I was beating E.J. up, hitting him with lefts and rights. But then E.J. grabbed me and threw me up against the wall and me being dazed, I couldn’t do anything, and he hit me on my bruised ribs twice. I head-butted in retaliation, breaking his nose and making him fall across the table. I didn’t see this coming — he grabbed a charger wire and with swift strikes across the face I began to yelp in pain and he began to wrap the cord around my neck, squeezing the cord with great force. I thought I was going to die. Then by the grace of God, I put my thumbs under the wire and fell backwards, loosening his grip. I got on top of E.J. and beat him into submission. I fell on my back afterwards and E.J. started laughing and I laughed also. He helped me up and we went into the bathroom to clean each other up with alcohol. My Uncle Eric and my Aunt Karen came to the house to discover their home in such of a disarray that E.J and I began to hear the their voices. I concluded that they would have thought a murder had just happened. I could hear them scramble to different areas of the house. Looking for me and E.J before they discovered us in the bathroom nursing our battle wounds. Upon seeing the sight of E.J and I looking like we had committed a double axe murder nearly fainted at the sight of the two of us in the almost near death condition. But my Aunt kept her composure and simply went into the kitchen and grabbed a first aid kit.
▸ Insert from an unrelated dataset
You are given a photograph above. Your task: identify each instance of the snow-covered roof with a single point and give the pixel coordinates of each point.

She put two cotton swabs against E.J’s nose since it was broken, and from out of nowhere my Aunt snapped E.J’s nose back into place. But as she got to me, she found out that I had the most facial damage so she had to wash my welts with neosporin and then to wash my face with alcohol to disinfect my wounds. The feeling I experienced felt like Satan himself had kissed me on my face. But Aunt Karen began to ask E.J. what had happened between the both of us to be bloody in a situation like this. I said we got into a argument and we began to fight it out like animals in a zoo. And my aunt said, “Well hell, I heard of getting into a fight but judging from the mess you all left behind I’m surprised you all did not kill each other.” I answered in a gravely voice, “That’s what we tried to do to each other, sadly.” My aunt said, “You all need to hug it out — you all fought it out. It’s over now; it’s time to love each other. You all are cousins. This is some B.S. and when I’m done patching you all up, ya’ll better make up because if you all do not, I will grab that paddle on the wall and I will with a quickness whip both of your all asses now. Do you both understand me?” E.J and I were both frozen with fear. But with tears in both of our eyes we embraced each other in our arms and we cried it out. After we cried, we were cool — because we were family — we were blood.